Interlayer Charge Transition and Broadband Polarization Photodetection and Imaging Based on In2Se3/ReS2 van der Waals Heterostructure

Abstract

Abstract2D van der Waal (vdWs) heterostructures present unique optoelectronic characteristics, making them favorable layer structures for constructing promising optoelectronic devices with multifunctional applications. Nevertheless, as a result of significant interface recombination of the photogenerated electron‐hole pairs and the presence of various absorption edges within constituent layers, they are prone to experiencing low carrier collection efficiency.
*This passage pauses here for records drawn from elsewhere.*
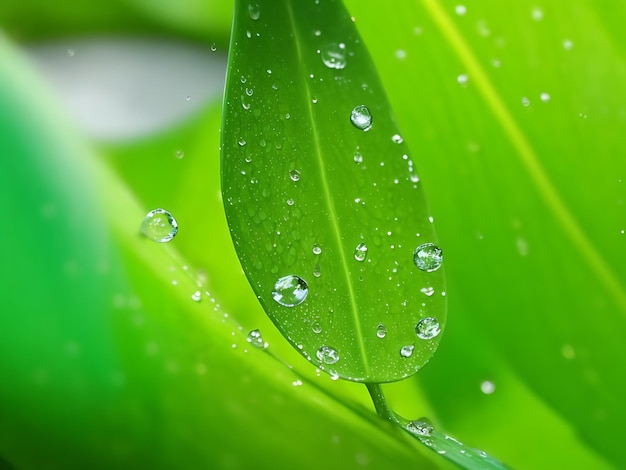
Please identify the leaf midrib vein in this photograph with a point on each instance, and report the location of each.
(526, 154)
(329, 200)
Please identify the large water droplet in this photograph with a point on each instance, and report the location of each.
(407, 351)
(361, 118)
(360, 252)
(427, 328)
(255, 339)
(334, 55)
(294, 175)
(327, 355)
(420, 428)
(254, 11)
(159, 226)
(428, 257)
(290, 291)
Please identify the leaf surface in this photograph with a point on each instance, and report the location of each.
(325, 210)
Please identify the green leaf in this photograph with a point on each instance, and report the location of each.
(106, 362)
(319, 204)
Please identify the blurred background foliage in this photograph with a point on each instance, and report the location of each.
(514, 112)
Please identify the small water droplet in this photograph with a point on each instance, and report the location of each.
(487, 387)
(256, 340)
(420, 428)
(407, 351)
(429, 291)
(361, 118)
(427, 328)
(327, 355)
(159, 226)
(334, 55)
(360, 252)
(254, 11)
(290, 291)
(428, 257)
(294, 175)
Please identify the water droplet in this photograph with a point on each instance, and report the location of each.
(420, 428)
(429, 291)
(334, 55)
(254, 11)
(327, 355)
(407, 351)
(427, 328)
(159, 226)
(290, 291)
(294, 175)
(256, 340)
(428, 257)
(360, 252)
(487, 387)
(361, 118)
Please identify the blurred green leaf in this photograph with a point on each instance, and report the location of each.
(522, 164)
(326, 213)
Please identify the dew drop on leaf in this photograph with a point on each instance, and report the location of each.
(428, 257)
(427, 328)
(360, 252)
(254, 11)
(334, 55)
(327, 355)
(420, 428)
(294, 175)
(361, 117)
(290, 291)
(256, 340)
(159, 226)
(407, 351)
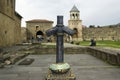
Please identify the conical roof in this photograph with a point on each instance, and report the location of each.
(74, 9)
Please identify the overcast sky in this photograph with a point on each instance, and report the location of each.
(92, 12)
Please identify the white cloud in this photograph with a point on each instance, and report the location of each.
(97, 12)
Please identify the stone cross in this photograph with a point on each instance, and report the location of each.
(59, 31)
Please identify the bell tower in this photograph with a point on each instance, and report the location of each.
(76, 24)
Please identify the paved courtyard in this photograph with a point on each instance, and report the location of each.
(84, 66)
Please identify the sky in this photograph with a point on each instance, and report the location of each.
(92, 12)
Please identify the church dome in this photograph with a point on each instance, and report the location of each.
(74, 9)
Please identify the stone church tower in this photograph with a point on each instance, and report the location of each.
(75, 23)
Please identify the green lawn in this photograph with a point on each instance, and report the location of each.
(115, 44)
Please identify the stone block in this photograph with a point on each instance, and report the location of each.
(112, 59)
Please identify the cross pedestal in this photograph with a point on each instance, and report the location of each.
(60, 70)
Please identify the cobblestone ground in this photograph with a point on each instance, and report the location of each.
(84, 66)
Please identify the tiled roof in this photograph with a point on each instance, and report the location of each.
(74, 9)
(40, 21)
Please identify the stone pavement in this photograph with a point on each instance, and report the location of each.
(85, 67)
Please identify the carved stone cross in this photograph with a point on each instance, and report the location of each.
(59, 31)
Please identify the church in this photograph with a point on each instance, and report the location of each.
(10, 24)
(75, 24)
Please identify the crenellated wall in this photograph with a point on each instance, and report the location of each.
(102, 33)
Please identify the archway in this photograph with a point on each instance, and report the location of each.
(39, 35)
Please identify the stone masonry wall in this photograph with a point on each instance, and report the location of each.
(102, 33)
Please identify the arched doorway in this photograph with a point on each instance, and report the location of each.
(39, 35)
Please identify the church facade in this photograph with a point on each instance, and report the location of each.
(10, 24)
(75, 23)
(36, 28)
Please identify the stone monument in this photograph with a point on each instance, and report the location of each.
(60, 70)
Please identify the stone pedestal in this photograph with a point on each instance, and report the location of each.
(62, 76)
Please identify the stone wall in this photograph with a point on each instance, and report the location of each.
(102, 33)
(10, 24)
(23, 34)
(109, 56)
(37, 25)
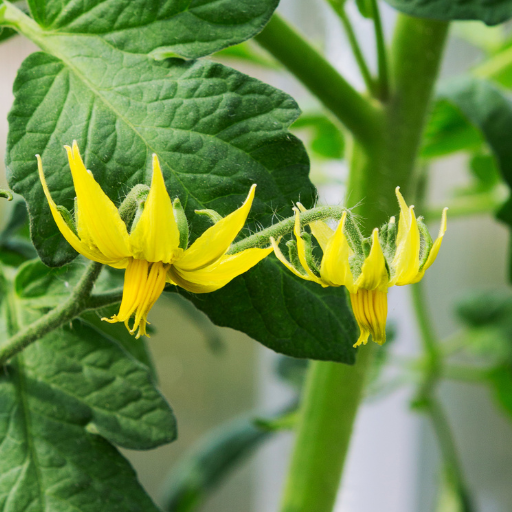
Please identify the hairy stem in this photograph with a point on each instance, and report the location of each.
(333, 393)
(339, 8)
(262, 238)
(72, 307)
(358, 114)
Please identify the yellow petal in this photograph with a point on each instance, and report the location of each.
(321, 231)
(406, 263)
(370, 309)
(219, 274)
(98, 222)
(434, 250)
(156, 236)
(285, 262)
(335, 267)
(374, 275)
(215, 241)
(143, 284)
(301, 251)
(66, 231)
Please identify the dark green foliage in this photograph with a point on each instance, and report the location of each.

In this work, a combined theoretical and experimental investigation are presented on the In2Se3/ReS2 vdWs heterostructure, aimed at developing high‐performance and broadband photodetector with multifunctionalities. In theoretical investigations, it is observed that, by adjusting the polarization states (+P to −P) in the In2Se3 layer, band alignment can be effectively tuned from type‐I to type‐II, providing a narrow bandgap of ≈0.65 eV, which is beyond that of their individual constituents. As a photodetector, the device shows broadband photoresponse ranging from 532 to 1550 nm with ultrahigh responsivity (99.36 AW−1), detectivity (3.5 × 1013 Jones), and external quantum efficiency (34195%). Additionally, competitive polarization sensitivity across the broad spectrum and imagining capability are observed with In2Se3/ReS2 vdWs heterostructure. This study demonstrates that In2Se3/ReS2 vdWs heterostructure device provides a promising technique for developing high‐performance 2D optoelectronic devices with multifunctionalities.